Looking on, Asaad Dawaas, a Palestinian restaurant owner, added that he hoped to one day be free to travel, building bridges to different cultures by taking Palestinian culinary skills all over the world.

“I hope this is just the first step toward more food exchanges; we learn how to make pizza, but can also teach them about our traditional makloubeh and many other delicious Palestinian dishes,” he said.

Maurizio said he had travelled to Gaza as part of a delegation sent by the Union of Italian Chefs to deliver not just pizzas but a message of hope and love.

“We came to Gaza carrying a message of solidarity with the besieged people of Gaza and to find out more about their suffering, in order to tell the people on the outside,” he told MEE, poking his cooking utensils into some lasagna dishes as Palestinians looked on, wondering with excitement what he might be preparing.

“We’ve met many good people who are looking for freedom, and not terrorists, as they have been described. We are happy to teach them the arts of Italian food and also happy to learn something about the secrets of Palestinian food.”

A passing student, Israa Salah, told MEE that she had rushed down to the port the moment some of her classmates had told her about the cooking demonstration.

“These are the sort of events that we need to see more often, as trapped Palestinians, in order to practice our rights and duties as part of human civilisation,” she said, as a chef offered her a sample of fresh pizza covered in melted cheese and tomato sauce.

Maurizio, who learned to make pizza when he was 13, closed his restaurant in Sardinia for two months in order to take part in the food exchange festival, which will also see the delegation travel to the West Bank.

The Gaza-based Palestinian Ministry of Culture said that the Italian chefs brought with them not only culinary skills but noble cultural and humanitarian values.

“This delegation is here for a week to visit our schools and restaurants and exchange knowledge with our besieged Palestinian people," Samir Mutair, the deputy minister of culture, told MEE, pausing for a moment as the crowds gathered around to sample the pizza.

“Today’s pizza festival is a message to the entire world that here on this land, there are those who deserve to live freely, in dignity,” he added.

Trays of lasagna prove popular with Gazan locals (MEE/Mohammed Asad)

As the chefs chopped peppers and tomato and mixed them with more herbs, the event continued to attract new arrivals: Palestinian mothers coming to learn about the Italian roots of pizza making.

“We have seen pizza-making on YouTube videos, but today seeing it with my own eyes, and smelling the herbs, makes a big difference,” said Umm Abdel Aziz, who travelled from Deir el Balah in the central Gaza Strip to watch the chefs at work.

Aziz said she had made the journey after hearing other women speak enthusiastically about what they had learned during earlier workshops given by the chefs.

At the Castillo restaurant, in Gaza city centre, a number of Palestinian chefs stood watching a demonstration as layers of pasta were mixed with meat and mozzarella to make a lasagna.

The restaurant, which opened a couple of years ago, has grown popular with Gazans.
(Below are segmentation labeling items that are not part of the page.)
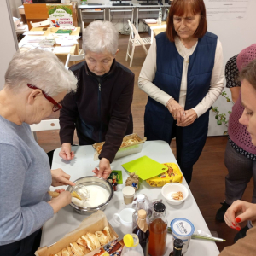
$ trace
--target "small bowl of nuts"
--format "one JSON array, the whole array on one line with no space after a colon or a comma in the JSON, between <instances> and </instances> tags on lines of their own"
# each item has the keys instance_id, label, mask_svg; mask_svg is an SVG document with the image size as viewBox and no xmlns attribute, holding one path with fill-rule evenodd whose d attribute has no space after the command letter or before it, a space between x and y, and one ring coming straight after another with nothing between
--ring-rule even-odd
<instances>
[{"instance_id":1,"label":"small bowl of nuts","mask_svg":"<svg viewBox=\"0 0 256 256\"><path fill-rule=\"evenodd\" d=\"M171 183L162 187L162 195L171 205L180 205L189 196L188 189L180 183Z\"/></svg>"}]
</instances>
But the owner admitted that whatever they had learned over the years was now being enriched by the knowledge passed on by the visiting Italian chefs.

“Simplicity” seems to be the keyword taught by Maurizio to his Palestinian counterparts. As he told an audience at Al Taboon, one of the best-known pizza restaurants in Gaza: “For every two kilos of flour, you need two litres of water. Then we let the flour and water breathe.”

At a restaurant where they had gathered to learn to make musakhan, a traditional dish of sumac chicken and sauteed onions, Maria Rita Pirastu said that the Italian party were happy to have the chance to pass on their skills and to learn a little from their hosts in return.

“The people of Gaza are just ordinary people, trying hard to get joy out of life while surrounded by the sadness they have endured - but they are a nation eager to share their love,” she said, looking on with interest as Palestinian chefs continued to chop green peppers into small pieces.